L.I.F.E (8)

29.2K 1.7K 85
                                    

Tengah malam di saat semua terlelap tidur, Prilly terbangun. Dia melihat jam dinding menunjukan pukul 01.15 WIB, Prilly turun dari queen size-nya dan bersiap-siap untuk berangkat ke bandara. Saat dia sedang memasukan pakaian ke koper, Widya masuk ke kamar.

"Sayang," seru Widya menghampiri Prilly.

"Iya, Ma," jawab Prilly sibuk merapikan bawaannya ke koper.

"Kamu hati-hati, ya? Jaga hati kamu, jangan kecewakan Wisnu dan keluarganya," pesan Widya membuat Prilly menghentikan kegiatannya. Jantung Prilly berdetak kencang, rasa takut dan berdosa menjalarinya.

"Apaan sih Mama ini. Apa pernah Mama selama ini melihat Ily jalan dengan pria selain Wisnu?" elak Prilly walau dia sebenarnya menahan rasa takut, bahwa mamanya akan mengetahui sesuatu yang sedang dia sembunyikan.

"Mama percaya sama kamu," ucap Widya mengelus rambut Prilly lembut.

"Makasih, Ma," sahut Prilly tersenyum manis kepada Widya. Maaf, Ma, hati Ily sudah tergoda dengan pilot lain dan separuh hati Ily sudah dia bawa, sambung Prilly dalam hati saat Widya membantu merapikan bawaannya.

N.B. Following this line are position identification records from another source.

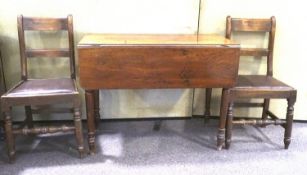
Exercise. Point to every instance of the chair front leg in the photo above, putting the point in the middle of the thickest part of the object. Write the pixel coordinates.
(78, 131)
(9, 134)
(229, 125)
(222, 123)
(289, 121)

Ini adalah salah satu kewajiban Prilly sebagai pramugari. Dia harus siap kapan pun, di mana pun, jam berapa pun mendapatkan jadwal terbang, sekalipun itu tengah malam di saat orang-orang tidur seperti saat ini. Setelah Prilly siap dengan seragam kebanggaannya, Widya menemani, menunggu mobil jemputan di teras rumah bersama Prilly.

"Papa kapan pulang dari Singapura, Ma?" tanya Prilly yang duduk bersebelahan dengan Widya.

"Mungkin besok pagi sudah sampai di rumah," jawab Widya yang tahu betul bagaimana kesedihan putrinya itu saat pulang ke rumah belum tentu bisa bertemu dengan papanya.

"Salam buat Papa, Ily kangen sama dia," pesan Prilly sedih menatap Widya.

"Iya, pasti Mama sampaikan. Maafkan Papa, ya, karena kesibukannya jadi jarang menemuimu," kata Widya sambil membenarkan jepit penguat gulungan di rambut Prilly.

"Iya, Ily memahami kesibukan Papa dan kerja Ily yang tidak pasti ini."

"Ya sudah, jangan bersedih, pramugari kok cemberut, harus senyum begini." Widya menarik kedua sudut bibir Prilly dengan jari telunjuknya hingga membentuk seperti bulan sabit.

"Aaaaa, Mama, Ily bakalan kangen banget sama Mama nih," rengekan Prilly sambil memeluk Widya.

Tak berapa lama saat mereka bermajaan, mobil jemputan sudah sampai di depan rumah. Prilly pamitan kepada Widya lalu masuk ke mobil. Sapaan ramah sebagian kru yang akan bertugas bersama Prilly menyambutnya. Mobil melaju, melanjutkan menjemput kru lain yang bergabung dalam penerbangan kali ini.

Saat mobil berhenti di depan rumah yang luas dan mewah, Prilly mengernyitkan dahi ketika melihat mobil yang beberapa hari lalu mengajaknya pergi ke Puncak. Jantung Prilly berdetak kencang saat melihat siapa pria yang keluar dari gerbang. Bayang-bayang perbuatan yang sudah dia lakukan bersama Ali di kamar hotel yang lalu berputar-putar di kepalanya. Ali masuk ke mobil, duduk di sebelah sopir. Saat mobil akan melaju, panggilan seorang wanita menahannya.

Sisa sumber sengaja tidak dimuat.